Conservative Republicans have pointed to the high level of part-time employment as evidence businesses are cutting hours for staff in response to the new healthcare law, which will require them to offer health insurance to full-time workers.
And one in five businesses in the service sector think President Barack Obama's signature healthcare reform has hurt employment at their firms over the last three months, a National Association of Business Economics survey showed on Monday.
But there is little discernible impact in the employment figures released in recent months, including the September numbers out on Tuesday. The number of people with part-time jobs who want full-time work, for example, was essentially flat in September at 7.9 million.
"We are not seeing any effect in the data," Jason Furman, chairman of the White House Council of Economic Advisers, told Reuters Insider.
Part of the reason may be the White House's decision to delay the beginning of Obamacare's so-called "employer mandate" until January 2015. Under the mandate, which was previously due to take effect in January 2014, firms with more than 50 employees must provide reasonable healthcare insurance to employees who work more than 30 hours a week.

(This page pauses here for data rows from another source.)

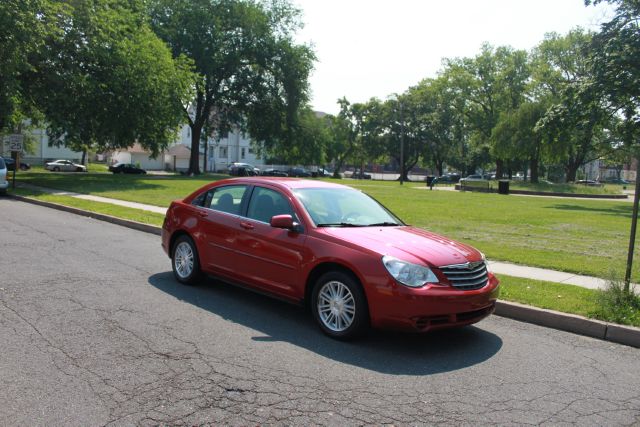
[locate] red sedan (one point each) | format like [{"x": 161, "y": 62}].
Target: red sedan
[{"x": 329, "y": 246}]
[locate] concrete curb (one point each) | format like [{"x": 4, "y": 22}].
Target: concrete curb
[
  {"x": 548, "y": 194},
  {"x": 147, "y": 228},
  {"x": 620, "y": 334}
]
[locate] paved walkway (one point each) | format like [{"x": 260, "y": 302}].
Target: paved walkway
[
  {"x": 495, "y": 266},
  {"x": 134, "y": 205}
]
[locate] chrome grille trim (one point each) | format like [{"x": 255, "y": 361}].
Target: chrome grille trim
[{"x": 468, "y": 276}]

Also, the number of part-time workers spiked in 2008, well before Obamacare was enacted, and has been slowly falling as a share of total employment since 2010. In September people working part time because they could not find full-time work made up 5.5 percent of the employed, unchanged from August. The spike in 2008 and the steady drift downward since then suggests the elevated level of part-time workers is more likely due to the economy's weakness.
The issue is a sensitive one for the administration, which is also on the defensive over a clunky rollout of a website workers use to navigate the new health insurance landscape created by Obamacare.
Many businesses polled by the NABE said they were holding back on hiring due to the costs imposed by the law. The survey also showed 15 percent of service sector firms planned to shift to more part-time workers due to Obamacare. But that may not be translating into hiring decisions.
"Health reform's employer mandate is likely to have some effect on hours worked, but it hasn't yet shown up in the data," Paul Van de Water, an analyst at the Center on Budget and Policy Priorities, wrote in a report this month.
Ron Axelrad, chief executive of Access Staffing, which places part- and full-time employees across the greater New York City area, said his firm had been getting a lot of calls from companies six months ago about how to prepare for Obamacare.
But the delay of the employer mandate has pushed the issue "out of everyone's mind," he said.
"Probably toward the second or third quarter of next year, companies will be very aware again that they have to prepare," Axelrad added.